By: Peggy Mason, Toronto Star
Pages of newspaper ink are being spilled to highlight the risks in any of the UN peacekeeping missions Canada might be considering — from the Democratic Republic of Congo to Mali to the Central African Republic. What has been missing from all the commentary and government pronouncements, though, is a coherent argument for why UN peacekeeping is a job worth the all-too-evident dangers.
This is too bad because there are solid reasons for Canada to re-engage. While UN peacekeeping is no miracle cure and there are no guarantees of success, when done right and properly mandated and resourced, UN peacekeeping offers the best chance for a society emerging from violent conflict.
Peacekeeping is the front end of a complex, long-term process of helping conflicting parties create the necessary conditions — political, socio-economic, security — for sustainable peace.
At the centre of this effort is the peace process.
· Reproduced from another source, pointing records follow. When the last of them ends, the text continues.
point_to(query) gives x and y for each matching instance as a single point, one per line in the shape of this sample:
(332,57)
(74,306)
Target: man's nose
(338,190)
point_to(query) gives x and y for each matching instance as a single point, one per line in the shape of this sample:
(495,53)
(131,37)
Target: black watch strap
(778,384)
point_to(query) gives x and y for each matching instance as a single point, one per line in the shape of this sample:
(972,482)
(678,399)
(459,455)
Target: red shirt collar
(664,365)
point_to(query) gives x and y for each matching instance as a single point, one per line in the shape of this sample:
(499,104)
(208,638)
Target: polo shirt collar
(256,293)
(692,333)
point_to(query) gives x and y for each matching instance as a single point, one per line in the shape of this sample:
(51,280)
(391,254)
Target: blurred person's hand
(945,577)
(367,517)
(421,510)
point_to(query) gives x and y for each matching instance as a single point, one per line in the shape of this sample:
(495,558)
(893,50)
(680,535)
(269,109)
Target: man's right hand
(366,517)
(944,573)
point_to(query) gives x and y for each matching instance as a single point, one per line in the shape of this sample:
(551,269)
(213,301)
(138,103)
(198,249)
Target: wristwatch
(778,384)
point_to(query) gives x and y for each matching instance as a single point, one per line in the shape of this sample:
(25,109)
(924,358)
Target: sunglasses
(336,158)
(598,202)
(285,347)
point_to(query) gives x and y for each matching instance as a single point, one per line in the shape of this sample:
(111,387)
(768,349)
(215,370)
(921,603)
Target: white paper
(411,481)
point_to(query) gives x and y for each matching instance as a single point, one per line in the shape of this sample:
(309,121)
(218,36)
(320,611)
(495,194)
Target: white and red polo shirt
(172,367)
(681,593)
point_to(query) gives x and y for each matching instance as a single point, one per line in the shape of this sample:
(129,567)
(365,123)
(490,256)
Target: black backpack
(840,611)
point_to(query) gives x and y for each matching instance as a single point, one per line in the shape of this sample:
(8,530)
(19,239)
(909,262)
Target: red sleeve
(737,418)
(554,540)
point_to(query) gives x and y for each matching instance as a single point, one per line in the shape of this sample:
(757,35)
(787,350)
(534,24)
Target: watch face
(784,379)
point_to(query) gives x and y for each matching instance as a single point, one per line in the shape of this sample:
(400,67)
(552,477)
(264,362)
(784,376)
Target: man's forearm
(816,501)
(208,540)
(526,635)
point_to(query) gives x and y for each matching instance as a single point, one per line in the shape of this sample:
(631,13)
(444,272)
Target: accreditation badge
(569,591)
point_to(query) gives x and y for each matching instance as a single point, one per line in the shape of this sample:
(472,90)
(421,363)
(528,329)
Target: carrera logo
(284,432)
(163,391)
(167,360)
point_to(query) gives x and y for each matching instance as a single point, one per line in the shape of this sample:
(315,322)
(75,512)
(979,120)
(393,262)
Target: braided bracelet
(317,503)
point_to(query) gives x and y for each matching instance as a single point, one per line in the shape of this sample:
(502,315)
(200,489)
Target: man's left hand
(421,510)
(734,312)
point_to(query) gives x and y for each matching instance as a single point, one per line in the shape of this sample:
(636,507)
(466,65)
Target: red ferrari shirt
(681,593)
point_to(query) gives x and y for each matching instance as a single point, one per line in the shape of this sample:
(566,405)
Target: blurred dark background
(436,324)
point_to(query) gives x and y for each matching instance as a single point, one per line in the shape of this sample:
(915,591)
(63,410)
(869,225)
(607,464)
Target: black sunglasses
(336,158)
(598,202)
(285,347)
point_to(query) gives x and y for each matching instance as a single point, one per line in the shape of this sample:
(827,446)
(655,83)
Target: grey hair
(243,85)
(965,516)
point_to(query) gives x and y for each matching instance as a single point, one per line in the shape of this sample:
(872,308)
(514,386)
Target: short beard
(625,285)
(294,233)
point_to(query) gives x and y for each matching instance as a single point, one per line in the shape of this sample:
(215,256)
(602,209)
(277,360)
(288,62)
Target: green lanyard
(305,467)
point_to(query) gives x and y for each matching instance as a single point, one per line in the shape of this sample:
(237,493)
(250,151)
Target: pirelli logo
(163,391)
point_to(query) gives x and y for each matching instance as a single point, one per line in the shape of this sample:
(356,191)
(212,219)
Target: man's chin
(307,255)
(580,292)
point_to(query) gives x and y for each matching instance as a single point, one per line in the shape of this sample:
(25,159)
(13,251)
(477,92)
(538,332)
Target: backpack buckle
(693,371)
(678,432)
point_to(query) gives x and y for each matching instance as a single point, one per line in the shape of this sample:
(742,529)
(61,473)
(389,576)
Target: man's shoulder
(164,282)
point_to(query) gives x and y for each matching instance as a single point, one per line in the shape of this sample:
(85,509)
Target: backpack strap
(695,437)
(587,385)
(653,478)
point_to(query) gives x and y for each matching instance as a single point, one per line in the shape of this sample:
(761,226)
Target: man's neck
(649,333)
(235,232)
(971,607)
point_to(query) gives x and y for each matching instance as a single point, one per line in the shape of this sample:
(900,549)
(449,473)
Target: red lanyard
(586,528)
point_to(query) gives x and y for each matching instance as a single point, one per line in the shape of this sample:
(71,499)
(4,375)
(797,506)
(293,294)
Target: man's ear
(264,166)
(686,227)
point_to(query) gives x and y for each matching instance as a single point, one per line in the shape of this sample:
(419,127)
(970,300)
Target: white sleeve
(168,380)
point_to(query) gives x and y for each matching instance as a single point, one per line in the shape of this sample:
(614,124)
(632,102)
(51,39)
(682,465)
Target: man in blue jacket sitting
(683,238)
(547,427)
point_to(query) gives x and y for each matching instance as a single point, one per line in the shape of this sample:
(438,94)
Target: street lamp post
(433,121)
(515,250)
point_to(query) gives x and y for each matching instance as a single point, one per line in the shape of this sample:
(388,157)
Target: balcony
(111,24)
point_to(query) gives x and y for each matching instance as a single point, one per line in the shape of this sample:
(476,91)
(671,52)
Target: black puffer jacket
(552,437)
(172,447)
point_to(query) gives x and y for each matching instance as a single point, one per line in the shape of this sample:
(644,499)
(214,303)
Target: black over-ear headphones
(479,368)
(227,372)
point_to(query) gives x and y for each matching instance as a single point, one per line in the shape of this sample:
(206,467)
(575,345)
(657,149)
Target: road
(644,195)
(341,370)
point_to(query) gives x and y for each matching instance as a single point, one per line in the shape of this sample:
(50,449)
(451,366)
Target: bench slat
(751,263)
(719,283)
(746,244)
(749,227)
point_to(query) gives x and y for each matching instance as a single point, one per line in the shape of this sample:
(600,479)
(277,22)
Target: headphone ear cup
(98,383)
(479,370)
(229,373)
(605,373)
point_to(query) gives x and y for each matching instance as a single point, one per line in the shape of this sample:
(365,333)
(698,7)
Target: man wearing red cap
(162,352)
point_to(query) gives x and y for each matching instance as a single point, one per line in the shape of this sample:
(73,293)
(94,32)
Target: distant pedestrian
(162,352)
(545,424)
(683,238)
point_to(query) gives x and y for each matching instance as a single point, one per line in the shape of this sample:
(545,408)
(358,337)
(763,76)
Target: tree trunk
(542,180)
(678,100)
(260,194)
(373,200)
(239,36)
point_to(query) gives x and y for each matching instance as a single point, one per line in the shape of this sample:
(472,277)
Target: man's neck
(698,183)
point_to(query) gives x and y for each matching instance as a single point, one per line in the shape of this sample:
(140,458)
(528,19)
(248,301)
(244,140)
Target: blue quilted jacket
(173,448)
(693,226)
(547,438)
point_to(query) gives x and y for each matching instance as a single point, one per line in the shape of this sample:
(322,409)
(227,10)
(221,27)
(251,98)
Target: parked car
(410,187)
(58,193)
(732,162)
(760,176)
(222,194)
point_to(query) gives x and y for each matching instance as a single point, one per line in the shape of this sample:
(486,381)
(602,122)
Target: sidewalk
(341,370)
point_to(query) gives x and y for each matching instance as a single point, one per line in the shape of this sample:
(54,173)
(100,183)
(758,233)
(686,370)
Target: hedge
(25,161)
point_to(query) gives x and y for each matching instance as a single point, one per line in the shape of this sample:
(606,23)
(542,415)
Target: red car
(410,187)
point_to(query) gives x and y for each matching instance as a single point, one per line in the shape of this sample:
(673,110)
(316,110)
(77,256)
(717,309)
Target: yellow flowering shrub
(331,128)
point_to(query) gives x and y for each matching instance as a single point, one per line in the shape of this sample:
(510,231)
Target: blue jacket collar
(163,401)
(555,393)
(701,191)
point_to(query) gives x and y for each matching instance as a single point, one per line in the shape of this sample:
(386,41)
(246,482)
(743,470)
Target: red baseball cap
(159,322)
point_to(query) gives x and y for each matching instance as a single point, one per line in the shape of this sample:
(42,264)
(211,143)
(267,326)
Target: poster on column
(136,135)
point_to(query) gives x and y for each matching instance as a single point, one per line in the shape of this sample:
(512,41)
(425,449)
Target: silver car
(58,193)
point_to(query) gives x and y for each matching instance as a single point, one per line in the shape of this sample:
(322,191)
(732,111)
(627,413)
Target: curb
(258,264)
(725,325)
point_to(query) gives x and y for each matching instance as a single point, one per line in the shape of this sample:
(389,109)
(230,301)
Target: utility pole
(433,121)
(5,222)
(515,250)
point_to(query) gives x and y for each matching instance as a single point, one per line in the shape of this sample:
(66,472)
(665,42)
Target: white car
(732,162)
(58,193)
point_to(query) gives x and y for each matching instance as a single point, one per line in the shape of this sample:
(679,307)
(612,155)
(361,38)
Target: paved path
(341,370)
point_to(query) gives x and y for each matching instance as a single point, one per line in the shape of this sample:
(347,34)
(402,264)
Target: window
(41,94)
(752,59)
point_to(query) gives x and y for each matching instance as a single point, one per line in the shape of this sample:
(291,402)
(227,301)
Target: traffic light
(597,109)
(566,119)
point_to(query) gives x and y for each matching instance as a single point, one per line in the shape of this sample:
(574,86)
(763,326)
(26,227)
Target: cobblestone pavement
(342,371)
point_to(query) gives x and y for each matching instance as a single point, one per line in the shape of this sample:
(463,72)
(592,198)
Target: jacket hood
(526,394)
Complex political problems always lie at the heart of violent conflict and require political solutions that are negotiated and agreed to by the parties. A capable security force will be essential in both the peace negotiation and implementation phases, but it is a supporting element of the overall mission nonetheless.
As the Afghanistan debacle has so dramatically and tragically illustrated, no amount of military “robustness” and professionalism on the part of international military forces can make up for the lack of a credible peace process.
The statistical evidence is also clear: looking at all past wars of the last quarter-century, only 15 per cent have ended decisively on the battlefield, and in these cases the rebels prevailed at least as often as the governments they fought. All the rest ultimately had to be settled at the negotiating table.
Precisely because of the primacy of the peace process, today’s multi-dimensional UN peace operations — which involve military, police and civilian contingents — are much more than military operations charged with providing a safe and secure environment. Their civilian components are mandated to facilitate the peace process, promote the rule of law, and support the establishment of legitimate and effective institutions of governance.
Increasingly mandates, like that for MINUSMA in Mali, also include security assistance to the transitional government so it can reassert its authority nationwide. This military assistance is in concert with support for national political dialogue and reconciliation efforts.
For a collective enterprise of this magnitude to succeed — as UN peacekeeping does more often than not — the international effort must be perceived as legitimate and impartial. And it must have the broadest possible international support within a coherent legal and operational framework.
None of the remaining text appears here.